Cambiar el rumbo de las coladas que salen del volcán de Cumbre Vieja en la isla española de La Palma resulta muy complicado, afirmó en declaraciones a la agencia Sputnik Javier Almendros, vulcanólogo de la Universidad de Granada.

"Muy complicado​​​. Además, cuando hay tanto volumen de lava", dijo el experto.

Explicó que al principio se podía hacer algo a condición de disponer de herramientas y recursos necesarios puesto que la primera colada que salió del volcán de Cumbre Vieja era una lava muy viscosa que se movía muy despacio.

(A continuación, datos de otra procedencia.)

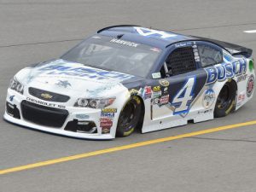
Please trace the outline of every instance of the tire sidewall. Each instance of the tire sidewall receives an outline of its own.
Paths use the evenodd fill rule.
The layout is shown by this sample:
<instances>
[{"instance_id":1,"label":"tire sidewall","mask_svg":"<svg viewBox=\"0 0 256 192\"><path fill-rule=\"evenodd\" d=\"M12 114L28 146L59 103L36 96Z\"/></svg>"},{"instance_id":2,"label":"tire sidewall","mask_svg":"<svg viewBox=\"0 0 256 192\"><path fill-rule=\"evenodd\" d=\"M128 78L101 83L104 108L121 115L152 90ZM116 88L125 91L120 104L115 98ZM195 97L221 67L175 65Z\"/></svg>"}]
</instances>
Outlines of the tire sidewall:
<instances>
[{"instance_id":1,"label":"tire sidewall","mask_svg":"<svg viewBox=\"0 0 256 192\"><path fill-rule=\"evenodd\" d=\"M214 117L218 118L218 117L224 117L226 115L228 115L229 113L230 113L235 107L235 103L236 103L236 87L235 86L234 84L236 84L235 82L227 82L221 89L218 98L221 93L221 91L223 90L223 88L229 84L229 94L230 94L230 98L229 98L229 104L224 108L218 108L218 103L216 101L216 104L215 104L215 108L214 108Z\"/></svg>"},{"instance_id":2,"label":"tire sidewall","mask_svg":"<svg viewBox=\"0 0 256 192\"><path fill-rule=\"evenodd\" d=\"M141 99L137 96L131 96L131 98L125 102L125 104L124 105L119 117L121 116L124 108L125 108L125 106L129 103L129 102L132 102L134 105L136 105L136 110L134 113L134 118L132 119L132 120L131 121L131 123L129 124L129 127L124 127L122 126L119 122L119 118L118 120L118 124L117 124L117 130L116 130L116 136L117 137L126 137L131 135L134 130L136 129L137 125L138 125L139 119L140 119L140 114L142 112L142 101Z\"/></svg>"}]
</instances>

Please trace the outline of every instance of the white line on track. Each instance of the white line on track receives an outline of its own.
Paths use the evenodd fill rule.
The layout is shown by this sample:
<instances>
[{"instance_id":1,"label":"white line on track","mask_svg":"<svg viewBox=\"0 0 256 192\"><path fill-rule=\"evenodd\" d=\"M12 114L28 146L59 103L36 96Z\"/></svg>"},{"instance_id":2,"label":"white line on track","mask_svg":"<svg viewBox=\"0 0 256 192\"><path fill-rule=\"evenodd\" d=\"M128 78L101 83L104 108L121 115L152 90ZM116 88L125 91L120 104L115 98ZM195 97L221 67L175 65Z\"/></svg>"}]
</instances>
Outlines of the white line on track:
<instances>
[{"instance_id":1,"label":"white line on track","mask_svg":"<svg viewBox=\"0 0 256 192\"><path fill-rule=\"evenodd\" d=\"M256 33L256 30L243 31L243 32L246 32L246 33Z\"/></svg>"}]
</instances>

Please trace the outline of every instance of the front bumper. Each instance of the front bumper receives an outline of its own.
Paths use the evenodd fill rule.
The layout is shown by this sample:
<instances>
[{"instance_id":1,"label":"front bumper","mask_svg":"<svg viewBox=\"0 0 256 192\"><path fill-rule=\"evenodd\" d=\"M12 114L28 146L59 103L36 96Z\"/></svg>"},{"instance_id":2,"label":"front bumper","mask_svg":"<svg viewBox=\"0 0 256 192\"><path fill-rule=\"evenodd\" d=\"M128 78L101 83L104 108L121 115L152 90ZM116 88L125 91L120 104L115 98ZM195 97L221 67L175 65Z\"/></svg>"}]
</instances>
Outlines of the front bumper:
<instances>
[{"instance_id":1,"label":"front bumper","mask_svg":"<svg viewBox=\"0 0 256 192\"><path fill-rule=\"evenodd\" d=\"M30 96L30 97L32 96ZM30 107L30 111L27 110L27 108L24 109L24 102L28 104L27 106ZM30 106L30 104L32 105ZM27 108L27 106L26 106L26 108ZM7 121L16 125L67 137L102 140L113 139L115 137L115 129L113 130L113 127L116 126L115 119L113 119L113 127L110 129L110 132L102 133L102 127L100 126L101 109L66 107L65 109L55 108L57 110L53 111L52 113L50 113L51 112L49 111L49 116L47 116L47 110L53 109L53 108L41 106L42 108L40 108L39 111L41 113L40 116L38 117L38 114L36 114L38 116L33 116L33 111L32 109L38 106L41 105L27 102L26 96L20 95L9 89L3 118ZM9 110L15 112L15 115L9 113ZM55 115L54 113L60 113L61 110L67 112L67 116L63 119L62 123L55 124L55 118L52 118L51 115ZM20 112L20 116L17 116L17 111ZM87 130L88 131L84 130L84 131L83 127L84 127L84 124L87 124L87 122L90 122L93 129L91 131ZM91 125L91 124L93 124L93 125ZM75 126L79 128L75 128Z\"/></svg>"}]
</instances>

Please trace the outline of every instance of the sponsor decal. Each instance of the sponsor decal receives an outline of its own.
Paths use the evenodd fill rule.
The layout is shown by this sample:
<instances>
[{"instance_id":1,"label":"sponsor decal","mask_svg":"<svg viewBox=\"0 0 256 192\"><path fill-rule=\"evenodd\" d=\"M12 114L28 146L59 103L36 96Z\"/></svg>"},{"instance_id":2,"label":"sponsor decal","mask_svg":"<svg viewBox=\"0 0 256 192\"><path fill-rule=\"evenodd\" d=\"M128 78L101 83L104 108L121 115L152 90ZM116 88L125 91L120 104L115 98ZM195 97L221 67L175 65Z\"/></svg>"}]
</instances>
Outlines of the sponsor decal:
<instances>
[{"instance_id":1,"label":"sponsor decal","mask_svg":"<svg viewBox=\"0 0 256 192\"><path fill-rule=\"evenodd\" d=\"M152 78L153 79L161 78L161 74L160 73L152 73Z\"/></svg>"},{"instance_id":2,"label":"sponsor decal","mask_svg":"<svg viewBox=\"0 0 256 192\"><path fill-rule=\"evenodd\" d=\"M159 103L160 103L160 98L159 97L153 99L153 104L154 105L158 105Z\"/></svg>"},{"instance_id":3,"label":"sponsor decal","mask_svg":"<svg viewBox=\"0 0 256 192\"><path fill-rule=\"evenodd\" d=\"M214 67L205 68L208 76L207 84L212 84L215 81L224 81L246 73L247 62L244 59L233 61L232 63L224 63Z\"/></svg>"},{"instance_id":4,"label":"sponsor decal","mask_svg":"<svg viewBox=\"0 0 256 192\"><path fill-rule=\"evenodd\" d=\"M48 75L67 75L75 77L87 77L94 79L116 79L119 80L129 79L134 76L118 72L108 72L93 67L73 67L62 65L52 65L43 67L39 71Z\"/></svg>"},{"instance_id":5,"label":"sponsor decal","mask_svg":"<svg viewBox=\"0 0 256 192\"><path fill-rule=\"evenodd\" d=\"M150 50L153 50L153 51L155 51L155 52L160 52L160 51L161 51L161 49L159 49L159 48L156 48L156 47L154 47L154 48L151 48L151 49L150 49Z\"/></svg>"},{"instance_id":6,"label":"sponsor decal","mask_svg":"<svg viewBox=\"0 0 256 192\"><path fill-rule=\"evenodd\" d=\"M116 113L117 108L102 108L102 113Z\"/></svg>"},{"instance_id":7,"label":"sponsor decal","mask_svg":"<svg viewBox=\"0 0 256 192\"><path fill-rule=\"evenodd\" d=\"M160 79L160 80L159 80L159 83L160 85L162 85L164 87L168 87L170 84L169 81L167 81L166 79Z\"/></svg>"},{"instance_id":8,"label":"sponsor decal","mask_svg":"<svg viewBox=\"0 0 256 192\"><path fill-rule=\"evenodd\" d=\"M167 92L167 90L168 90L168 87L165 87L164 88L164 93Z\"/></svg>"},{"instance_id":9,"label":"sponsor decal","mask_svg":"<svg viewBox=\"0 0 256 192\"><path fill-rule=\"evenodd\" d=\"M132 96L132 99L134 99L137 104L141 103L141 100L139 97L137 97L137 96Z\"/></svg>"},{"instance_id":10,"label":"sponsor decal","mask_svg":"<svg viewBox=\"0 0 256 192\"><path fill-rule=\"evenodd\" d=\"M114 117L114 113L102 113L101 117L103 118L113 118Z\"/></svg>"},{"instance_id":11,"label":"sponsor decal","mask_svg":"<svg viewBox=\"0 0 256 192\"><path fill-rule=\"evenodd\" d=\"M50 107L50 108L66 108L66 106L64 106L64 105L49 103L49 102L32 99L32 98L30 98L30 97L26 97L26 101L36 103L36 104L44 105L44 106L46 106L46 107Z\"/></svg>"},{"instance_id":12,"label":"sponsor decal","mask_svg":"<svg viewBox=\"0 0 256 192\"><path fill-rule=\"evenodd\" d=\"M154 92L158 92L161 90L161 87L160 86L154 86L153 87L153 91Z\"/></svg>"},{"instance_id":13,"label":"sponsor decal","mask_svg":"<svg viewBox=\"0 0 256 192\"><path fill-rule=\"evenodd\" d=\"M249 61L249 70L250 70L250 72L253 72L253 68L254 68L253 60L251 60L251 61Z\"/></svg>"},{"instance_id":14,"label":"sponsor decal","mask_svg":"<svg viewBox=\"0 0 256 192\"><path fill-rule=\"evenodd\" d=\"M145 86L143 90L143 99L149 99L152 96L152 89L150 86Z\"/></svg>"},{"instance_id":15,"label":"sponsor decal","mask_svg":"<svg viewBox=\"0 0 256 192\"><path fill-rule=\"evenodd\" d=\"M203 95L202 104L204 108L210 108L215 101L215 93L212 89L206 90Z\"/></svg>"},{"instance_id":16,"label":"sponsor decal","mask_svg":"<svg viewBox=\"0 0 256 192\"><path fill-rule=\"evenodd\" d=\"M110 42L119 44L127 45L127 46L130 46L130 47L137 47L139 45L138 44L135 44L135 43L131 42L131 41L125 41L125 40L117 39L117 38L113 38L113 39L110 40Z\"/></svg>"},{"instance_id":17,"label":"sponsor decal","mask_svg":"<svg viewBox=\"0 0 256 192\"><path fill-rule=\"evenodd\" d=\"M246 94L245 91L241 92L238 96L237 96L237 103L236 106L239 107L241 105L241 103L245 101L245 97L246 97Z\"/></svg>"},{"instance_id":18,"label":"sponsor decal","mask_svg":"<svg viewBox=\"0 0 256 192\"><path fill-rule=\"evenodd\" d=\"M87 114L76 114L76 118L85 119L90 119L90 116Z\"/></svg>"},{"instance_id":19,"label":"sponsor decal","mask_svg":"<svg viewBox=\"0 0 256 192\"><path fill-rule=\"evenodd\" d=\"M253 77L253 75L251 75L249 77L249 79L248 79L247 84L247 97L250 97L252 96L253 89L254 89L254 77Z\"/></svg>"},{"instance_id":20,"label":"sponsor decal","mask_svg":"<svg viewBox=\"0 0 256 192\"><path fill-rule=\"evenodd\" d=\"M162 96L161 91L153 92L153 98L159 98Z\"/></svg>"},{"instance_id":21,"label":"sponsor decal","mask_svg":"<svg viewBox=\"0 0 256 192\"><path fill-rule=\"evenodd\" d=\"M10 101L10 102L13 102L13 101L14 101L14 98L15 98L15 96L10 96L9 97L9 101Z\"/></svg>"},{"instance_id":22,"label":"sponsor decal","mask_svg":"<svg viewBox=\"0 0 256 192\"><path fill-rule=\"evenodd\" d=\"M241 76L237 77L237 83L246 80L247 77L247 74L244 74L244 75L241 75Z\"/></svg>"},{"instance_id":23,"label":"sponsor decal","mask_svg":"<svg viewBox=\"0 0 256 192\"><path fill-rule=\"evenodd\" d=\"M49 93L42 93L41 96L44 99L51 99L53 96L49 95Z\"/></svg>"},{"instance_id":24,"label":"sponsor decal","mask_svg":"<svg viewBox=\"0 0 256 192\"><path fill-rule=\"evenodd\" d=\"M198 53L198 49L197 49L197 45L194 44L192 46L193 48L193 52L194 52L194 56L195 56L195 61L199 62L200 61L200 56L199 56L199 53Z\"/></svg>"},{"instance_id":25,"label":"sponsor decal","mask_svg":"<svg viewBox=\"0 0 256 192\"><path fill-rule=\"evenodd\" d=\"M60 87L64 87L64 88L67 88L67 86L71 87L71 84L67 80L66 81L59 80L59 82L56 83L55 84L59 85Z\"/></svg>"},{"instance_id":26,"label":"sponsor decal","mask_svg":"<svg viewBox=\"0 0 256 192\"><path fill-rule=\"evenodd\" d=\"M161 38L174 38L177 36L177 34L172 32L148 29L148 28L144 28L140 26L134 26L134 28L136 32L137 32L137 33L144 37L159 37Z\"/></svg>"},{"instance_id":27,"label":"sponsor decal","mask_svg":"<svg viewBox=\"0 0 256 192\"><path fill-rule=\"evenodd\" d=\"M102 129L102 133L109 133L110 128L113 126L113 120L108 118L101 118L100 126Z\"/></svg>"},{"instance_id":28,"label":"sponsor decal","mask_svg":"<svg viewBox=\"0 0 256 192\"><path fill-rule=\"evenodd\" d=\"M185 47L185 46L191 46L191 45L192 45L191 42L182 42L182 43L177 43L177 44L174 44L174 46L176 48Z\"/></svg>"},{"instance_id":29,"label":"sponsor decal","mask_svg":"<svg viewBox=\"0 0 256 192\"><path fill-rule=\"evenodd\" d=\"M197 113L198 113L198 114L202 114L202 113L211 113L211 112L212 112L212 111L213 111L213 109L211 108L211 109L207 109L207 110L204 110L204 111L198 111Z\"/></svg>"},{"instance_id":30,"label":"sponsor decal","mask_svg":"<svg viewBox=\"0 0 256 192\"><path fill-rule=\"evenodd\" d=\"M135 90L135 89L131 89L131 90L129 90L131 96L135 96L135 95L137 95L138 94L138 90Z\"/></svg>"},{"instance_id":31,"label":"sponsor decal","mask_svg":"<svg viewBox=\"0 0 256 192\"><path fill-rule=\"evenodd\" d=\"M160 105L166 105L169 103L169 95L163 96L160 98Z\"/></svg>"}]
</instances>

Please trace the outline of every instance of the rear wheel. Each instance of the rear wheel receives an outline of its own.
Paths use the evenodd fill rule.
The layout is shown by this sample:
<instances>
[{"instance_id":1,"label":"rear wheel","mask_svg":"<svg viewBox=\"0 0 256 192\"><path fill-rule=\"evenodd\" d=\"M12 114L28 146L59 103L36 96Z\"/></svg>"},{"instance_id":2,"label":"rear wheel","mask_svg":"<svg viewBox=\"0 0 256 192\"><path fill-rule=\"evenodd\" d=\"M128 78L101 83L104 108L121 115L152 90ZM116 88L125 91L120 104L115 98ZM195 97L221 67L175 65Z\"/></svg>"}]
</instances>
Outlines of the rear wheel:
<instances>
[{"instance_id":1,"label":"rear wheel","mask_svg":"<svg viewBox=\"0 0 256 192\"><path fill-rule=\"evenodd\" d=\"M236 84L234 81L226 83L217 98L214 117L224 117L232 112L236 95Z\"/></svg>"},{"instance_id":2,"label":"rear wheel","mask_svg":"<svg viewBox=\"0 0 256 192\"><path fill-rule=\"evenodd\" d=\"M133 96L122 109L117 125L118 137L130 136L137 127L142 113L142 102Z\"/></svg>"}]
</instances>

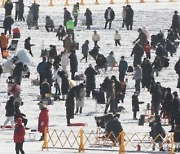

"Ahí se intentaron hacer algunas zanjas (…) para que la lava se fuera por los pantanos", relató.

Sin embargo, prosiguió el vulcanólogo, hacer zanjas no es la mejor solución ya que su eficacia depende del volumen de la lava y la rapidez con la que se hagan las zanjas, porque la lava no espera, "va a rellenar la zanja y va a continuar".

"Los medios de que disponemos no son tan rápidos", subrayó Almendros.

Agregó que otra opción es erigir barreras artificiales de tierra para obstaculizar el avance de las coladas, pero "esto se consigue cuando hay poco flujo".

Almendros a la vez señaló que tratar de cambiar el rumbo de coladas de lava podría resultar peligroso.

"Cuando uno cambia el curso de la lava no sabe dónde va a acabar", lo que puede ocasionar consecuencias aún más desastrosas, advirtió el especialista.

Desde el pasado 19 de septiembre, la isla de La Palma, situada en el archipiélago español de las Islas Canarias, sufre una erupción del volcán de Cumbre Vieja.

Según la última actualización del programa europeo de observación terrestre Copernicus, la lava afectó a una superficie mayor de 1.000 hectáreas y destruyó más de 2.600 viviendas en los últimos dos meses.

Más de 7.000 personas fueron evacuadas. Además, en la isla siguen registrándose temblores constantes.

El magma del volcán de Cumbre Vieja también ha llegado al mar y formó un delta de más de 40 hectáreas y la anchura máxima entre coladas es de 3.200 metros, según los datos proporcionados por el Plan de Emergencias Volcánicas de Canarias.